Michelle Paver (Orion)
This exciting story takes place thousands of years ago in a Stone-Age world so richly-imagined and distant from our own that the landscape seems almost sentient.
Alongside the elemental magics, though, are numerous practical details about how to survive and thrive in such a place – researched by the author during field trips among people who still use the techniques described.
In what kind of world does Torak live? What skills and knowledge does he need for survival?
Do you think it’s possible to accurately imagine living in the past?
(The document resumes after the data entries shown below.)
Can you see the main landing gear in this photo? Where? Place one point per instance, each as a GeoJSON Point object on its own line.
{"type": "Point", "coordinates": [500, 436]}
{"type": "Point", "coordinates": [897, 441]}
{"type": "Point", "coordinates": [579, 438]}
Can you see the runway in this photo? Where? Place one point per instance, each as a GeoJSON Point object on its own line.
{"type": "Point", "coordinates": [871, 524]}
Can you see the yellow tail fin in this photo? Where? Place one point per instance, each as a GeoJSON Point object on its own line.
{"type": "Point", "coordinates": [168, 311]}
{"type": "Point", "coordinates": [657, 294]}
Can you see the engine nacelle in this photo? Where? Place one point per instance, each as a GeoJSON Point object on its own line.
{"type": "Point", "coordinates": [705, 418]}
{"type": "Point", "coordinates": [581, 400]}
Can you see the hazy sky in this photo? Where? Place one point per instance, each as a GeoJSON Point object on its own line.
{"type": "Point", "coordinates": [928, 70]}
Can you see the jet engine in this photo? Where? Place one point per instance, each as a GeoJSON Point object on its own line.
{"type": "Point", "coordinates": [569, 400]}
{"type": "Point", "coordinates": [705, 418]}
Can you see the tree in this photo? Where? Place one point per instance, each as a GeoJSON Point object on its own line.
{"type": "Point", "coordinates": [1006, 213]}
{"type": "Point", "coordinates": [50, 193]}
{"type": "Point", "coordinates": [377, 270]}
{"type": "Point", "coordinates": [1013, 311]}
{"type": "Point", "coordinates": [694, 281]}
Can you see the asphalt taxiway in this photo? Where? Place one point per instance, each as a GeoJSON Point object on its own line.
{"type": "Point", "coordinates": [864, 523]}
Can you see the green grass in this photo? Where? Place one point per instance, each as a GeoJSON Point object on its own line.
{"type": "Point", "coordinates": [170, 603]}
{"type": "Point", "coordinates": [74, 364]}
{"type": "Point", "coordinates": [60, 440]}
Does it matter whether we’re right or not?
Emma Carroll (Chicken House)
When Magpie tries to steal valuable blueprints, she’s swept off her feet by an enormous air-filled balloon!
The experience changes her life forever, and soon she’s working for the Montgolfier Brothers instead of robbing them. Will they be able to satisfy the demands of King Louis and Queen Marie-Antoinette and fly a balloon over Versailles?
This exciting story is set in France in 1783 and won this year’s Teach Primary KS2 Book Award.
What did you like best about Skychasers? How did the author bring Magpie and Pierre’s world to life?
Brian Selznick (Scholastic)
stories are told in this mesmerising book – one in words and one in pictures, set 50 years apart – and as they progress, the connections become more obvious, until both stories come together in the most satisfying way.
Rose is deaf and desperately wants the love and attention of her distant mother, a silent film star. Ben’s mother dies in an accident and he wants to find the father he’s never known.
Themes include independence, loneliness and the importance of family and friends; the development of museum displays; theatre and silent films; deafness and sign language; architectural modelling. SPOILER ALERT: Rose is Ben’s paternal grandmother!
How does this book work? Look at the way the stories reference each other and eventually connect. How does Ben unravel the mysteries and make sense of everything? Does he need knowledge, skill or luck?
What does this book tell us about changes between 1927 and 1977? How has the world changed since your grandparents were children?
Carey Fluker Hunt is a freelance writer, children’s book ambassador and creative consultant.